The cuts also affect quantum physics research—a stated priority of the Trump administration. A $20 million quantum materials center grant was canceled along with several multimillion-dollar quantum computing grants.

Harvard has stepped in with $250 million of its own funds to support affected research temporarily. University officials admit this won’t cover all the losses. Harvard’s President Alan Garber will take a 25% pay cut next fiscal year.

Universities in Europe and China are already trying to recruit Harvard researchers. This raises concerns about America’s future scientific leadership.

The Far-Reaching Implications of Harvard’s Funding Battle

The Trump administration’s unprecedented face-off with Harvard University shows a dramatic change in federal education funding priorities. Of course, moving $3 billion from Harvard to trade schools means more than just shuffling money around – it marks a fundamental change in how America invests in academics.

Harvard fights back through legal challenges against the funding freeze and international student ban to protect its academic freedom. These actions have already disrupted the most important research projects from tuberculosis treatment to quantum physics.

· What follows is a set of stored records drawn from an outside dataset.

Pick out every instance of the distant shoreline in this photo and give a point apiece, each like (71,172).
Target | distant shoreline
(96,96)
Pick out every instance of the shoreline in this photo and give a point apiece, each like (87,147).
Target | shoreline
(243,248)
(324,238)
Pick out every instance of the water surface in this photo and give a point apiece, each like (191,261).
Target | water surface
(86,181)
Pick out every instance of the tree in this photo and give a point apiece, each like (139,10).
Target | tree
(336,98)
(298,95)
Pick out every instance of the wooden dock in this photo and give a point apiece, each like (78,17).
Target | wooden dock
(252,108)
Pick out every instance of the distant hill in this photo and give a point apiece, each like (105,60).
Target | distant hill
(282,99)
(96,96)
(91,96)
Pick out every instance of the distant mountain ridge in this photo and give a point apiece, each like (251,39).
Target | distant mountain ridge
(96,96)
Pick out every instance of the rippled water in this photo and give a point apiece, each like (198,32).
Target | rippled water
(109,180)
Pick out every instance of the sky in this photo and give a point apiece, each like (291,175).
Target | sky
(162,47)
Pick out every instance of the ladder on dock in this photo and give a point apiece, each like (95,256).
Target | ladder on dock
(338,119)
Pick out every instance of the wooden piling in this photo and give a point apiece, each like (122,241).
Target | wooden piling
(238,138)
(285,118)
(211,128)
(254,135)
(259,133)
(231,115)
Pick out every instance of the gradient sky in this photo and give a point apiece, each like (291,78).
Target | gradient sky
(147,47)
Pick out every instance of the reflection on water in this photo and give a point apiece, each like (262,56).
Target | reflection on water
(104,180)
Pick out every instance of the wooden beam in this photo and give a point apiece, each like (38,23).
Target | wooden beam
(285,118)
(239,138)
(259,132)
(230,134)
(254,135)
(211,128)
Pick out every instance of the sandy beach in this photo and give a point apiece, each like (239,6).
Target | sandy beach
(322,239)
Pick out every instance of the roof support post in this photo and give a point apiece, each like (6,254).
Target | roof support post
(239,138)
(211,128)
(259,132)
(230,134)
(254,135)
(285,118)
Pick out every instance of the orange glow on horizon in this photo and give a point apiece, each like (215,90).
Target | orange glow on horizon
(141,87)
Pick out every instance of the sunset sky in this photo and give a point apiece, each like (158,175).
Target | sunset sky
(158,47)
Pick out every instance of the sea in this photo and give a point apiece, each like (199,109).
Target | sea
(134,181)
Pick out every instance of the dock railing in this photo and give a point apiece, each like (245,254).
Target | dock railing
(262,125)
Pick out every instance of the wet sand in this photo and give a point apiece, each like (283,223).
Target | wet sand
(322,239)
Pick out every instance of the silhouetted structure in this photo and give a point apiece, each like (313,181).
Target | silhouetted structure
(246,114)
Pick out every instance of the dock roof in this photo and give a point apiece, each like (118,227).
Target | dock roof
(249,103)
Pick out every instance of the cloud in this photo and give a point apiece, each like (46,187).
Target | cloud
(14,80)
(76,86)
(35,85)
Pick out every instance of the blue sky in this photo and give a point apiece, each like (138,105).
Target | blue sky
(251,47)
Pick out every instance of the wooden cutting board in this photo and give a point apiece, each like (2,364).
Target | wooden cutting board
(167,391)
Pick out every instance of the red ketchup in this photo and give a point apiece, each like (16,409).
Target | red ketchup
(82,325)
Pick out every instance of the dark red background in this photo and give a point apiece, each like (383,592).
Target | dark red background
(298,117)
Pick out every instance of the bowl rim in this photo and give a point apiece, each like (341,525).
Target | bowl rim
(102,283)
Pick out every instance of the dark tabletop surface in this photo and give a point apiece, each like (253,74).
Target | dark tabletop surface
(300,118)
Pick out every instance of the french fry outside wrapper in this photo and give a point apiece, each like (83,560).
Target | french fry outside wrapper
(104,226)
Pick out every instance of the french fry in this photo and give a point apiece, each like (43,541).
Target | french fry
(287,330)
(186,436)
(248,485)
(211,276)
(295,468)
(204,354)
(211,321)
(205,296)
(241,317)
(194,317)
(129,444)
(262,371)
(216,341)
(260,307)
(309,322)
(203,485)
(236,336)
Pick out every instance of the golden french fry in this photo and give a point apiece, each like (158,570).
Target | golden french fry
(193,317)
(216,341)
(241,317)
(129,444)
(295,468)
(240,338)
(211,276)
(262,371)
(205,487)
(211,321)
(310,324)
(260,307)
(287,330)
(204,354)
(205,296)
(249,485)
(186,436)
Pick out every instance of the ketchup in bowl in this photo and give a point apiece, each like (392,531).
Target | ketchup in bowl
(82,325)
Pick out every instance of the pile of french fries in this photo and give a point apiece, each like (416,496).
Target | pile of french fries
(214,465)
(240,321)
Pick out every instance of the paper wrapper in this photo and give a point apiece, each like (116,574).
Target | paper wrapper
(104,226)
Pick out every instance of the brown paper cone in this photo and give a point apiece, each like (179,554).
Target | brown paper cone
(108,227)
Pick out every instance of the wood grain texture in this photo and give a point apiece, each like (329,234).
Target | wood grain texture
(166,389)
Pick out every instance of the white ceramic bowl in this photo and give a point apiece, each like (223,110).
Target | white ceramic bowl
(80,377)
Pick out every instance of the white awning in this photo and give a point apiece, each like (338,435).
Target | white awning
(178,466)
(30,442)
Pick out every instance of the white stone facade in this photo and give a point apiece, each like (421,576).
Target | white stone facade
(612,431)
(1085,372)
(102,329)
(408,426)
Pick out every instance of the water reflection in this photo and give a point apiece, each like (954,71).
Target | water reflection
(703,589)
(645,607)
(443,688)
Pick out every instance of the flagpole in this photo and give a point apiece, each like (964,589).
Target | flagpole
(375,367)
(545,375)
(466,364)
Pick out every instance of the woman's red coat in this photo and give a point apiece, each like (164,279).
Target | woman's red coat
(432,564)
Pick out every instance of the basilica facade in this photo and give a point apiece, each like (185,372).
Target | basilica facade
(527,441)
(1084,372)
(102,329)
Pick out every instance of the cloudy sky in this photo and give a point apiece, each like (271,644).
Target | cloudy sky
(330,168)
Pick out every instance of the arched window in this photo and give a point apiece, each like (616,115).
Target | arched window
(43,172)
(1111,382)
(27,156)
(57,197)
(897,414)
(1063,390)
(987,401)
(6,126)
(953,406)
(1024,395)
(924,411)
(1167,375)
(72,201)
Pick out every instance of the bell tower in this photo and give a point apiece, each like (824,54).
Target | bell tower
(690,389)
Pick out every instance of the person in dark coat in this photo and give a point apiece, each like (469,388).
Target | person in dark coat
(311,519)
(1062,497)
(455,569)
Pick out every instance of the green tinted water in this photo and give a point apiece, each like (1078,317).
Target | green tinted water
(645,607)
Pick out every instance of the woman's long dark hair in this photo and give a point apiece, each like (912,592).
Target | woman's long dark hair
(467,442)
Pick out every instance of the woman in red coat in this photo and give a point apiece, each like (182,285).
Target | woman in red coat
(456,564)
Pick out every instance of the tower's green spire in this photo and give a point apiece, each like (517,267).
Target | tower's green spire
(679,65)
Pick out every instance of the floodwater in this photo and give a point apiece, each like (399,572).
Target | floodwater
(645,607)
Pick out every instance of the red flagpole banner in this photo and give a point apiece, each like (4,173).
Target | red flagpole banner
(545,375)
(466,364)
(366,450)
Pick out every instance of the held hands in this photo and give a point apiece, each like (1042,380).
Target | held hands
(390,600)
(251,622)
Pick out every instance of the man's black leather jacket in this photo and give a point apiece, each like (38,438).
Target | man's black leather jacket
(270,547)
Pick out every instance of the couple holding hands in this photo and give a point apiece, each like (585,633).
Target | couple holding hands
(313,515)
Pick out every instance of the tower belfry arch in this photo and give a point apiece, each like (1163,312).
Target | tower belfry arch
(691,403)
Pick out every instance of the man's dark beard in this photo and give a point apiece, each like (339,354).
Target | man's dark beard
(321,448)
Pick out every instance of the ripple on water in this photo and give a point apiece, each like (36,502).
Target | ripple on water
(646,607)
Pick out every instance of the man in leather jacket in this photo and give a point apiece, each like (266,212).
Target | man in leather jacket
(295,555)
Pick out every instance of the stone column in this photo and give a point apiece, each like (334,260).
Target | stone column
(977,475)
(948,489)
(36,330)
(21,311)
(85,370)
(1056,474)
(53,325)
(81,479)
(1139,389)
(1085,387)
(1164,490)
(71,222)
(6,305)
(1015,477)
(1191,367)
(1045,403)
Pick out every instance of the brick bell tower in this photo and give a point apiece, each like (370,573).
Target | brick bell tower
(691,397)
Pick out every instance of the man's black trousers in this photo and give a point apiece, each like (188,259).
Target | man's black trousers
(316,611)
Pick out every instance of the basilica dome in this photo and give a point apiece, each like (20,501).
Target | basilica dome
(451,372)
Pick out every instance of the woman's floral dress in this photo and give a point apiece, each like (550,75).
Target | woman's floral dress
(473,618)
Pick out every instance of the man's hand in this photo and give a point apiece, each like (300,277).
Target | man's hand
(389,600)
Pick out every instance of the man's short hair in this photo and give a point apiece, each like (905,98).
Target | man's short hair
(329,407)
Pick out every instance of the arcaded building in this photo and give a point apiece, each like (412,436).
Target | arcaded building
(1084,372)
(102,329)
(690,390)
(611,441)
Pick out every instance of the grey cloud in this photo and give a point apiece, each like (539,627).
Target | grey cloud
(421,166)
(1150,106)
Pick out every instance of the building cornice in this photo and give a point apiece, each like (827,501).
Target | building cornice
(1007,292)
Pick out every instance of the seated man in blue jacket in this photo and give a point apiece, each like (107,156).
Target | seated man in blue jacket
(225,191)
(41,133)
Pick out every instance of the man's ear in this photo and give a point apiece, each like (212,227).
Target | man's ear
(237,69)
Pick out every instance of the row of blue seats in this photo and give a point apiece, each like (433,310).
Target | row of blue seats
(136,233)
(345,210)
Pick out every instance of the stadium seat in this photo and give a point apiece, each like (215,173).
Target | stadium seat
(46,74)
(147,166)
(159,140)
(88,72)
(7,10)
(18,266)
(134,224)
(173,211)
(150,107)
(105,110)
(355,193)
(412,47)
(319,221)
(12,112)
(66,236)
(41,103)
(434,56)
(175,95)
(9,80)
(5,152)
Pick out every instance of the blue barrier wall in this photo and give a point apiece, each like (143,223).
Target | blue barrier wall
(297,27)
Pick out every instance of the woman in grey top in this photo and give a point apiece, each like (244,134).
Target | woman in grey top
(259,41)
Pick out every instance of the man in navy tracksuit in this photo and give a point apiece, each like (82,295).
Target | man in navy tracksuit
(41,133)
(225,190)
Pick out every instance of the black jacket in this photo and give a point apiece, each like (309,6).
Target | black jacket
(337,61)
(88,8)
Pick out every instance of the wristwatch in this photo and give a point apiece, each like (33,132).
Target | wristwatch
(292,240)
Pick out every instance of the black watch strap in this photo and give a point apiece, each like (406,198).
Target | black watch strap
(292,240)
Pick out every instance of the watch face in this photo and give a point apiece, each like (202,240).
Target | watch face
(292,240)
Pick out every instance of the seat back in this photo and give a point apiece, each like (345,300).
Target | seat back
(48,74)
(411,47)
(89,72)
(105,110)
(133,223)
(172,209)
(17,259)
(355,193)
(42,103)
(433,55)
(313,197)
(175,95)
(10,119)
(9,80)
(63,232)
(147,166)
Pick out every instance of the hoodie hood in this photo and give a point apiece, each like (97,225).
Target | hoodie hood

Researchers face tough choices now. Harvard’s brightest scientific minds have started taking positions in other countries, which raises serious questions about America’s ability to compete scientifically. Harvard’s laudable $250 million allocation tries to keep affected programs running, but this money is nowhere near enough to replace the billions in frozen federal grants.

American higher education and research

This controversy points to bigger questions about federal research priorities and institutional independence. Trade schools play a vital role in our educational system. The sudden end to ongoing scientific research—particularly studies that directly affect public health—could create knowledge gaps that might take decades to fill.

The ongoing situation forces us to think over what these funding decisions mean for Harvard and American higher education and research. The precedent set by this confrontation could alter the map of federal research funding distribution for years ahead.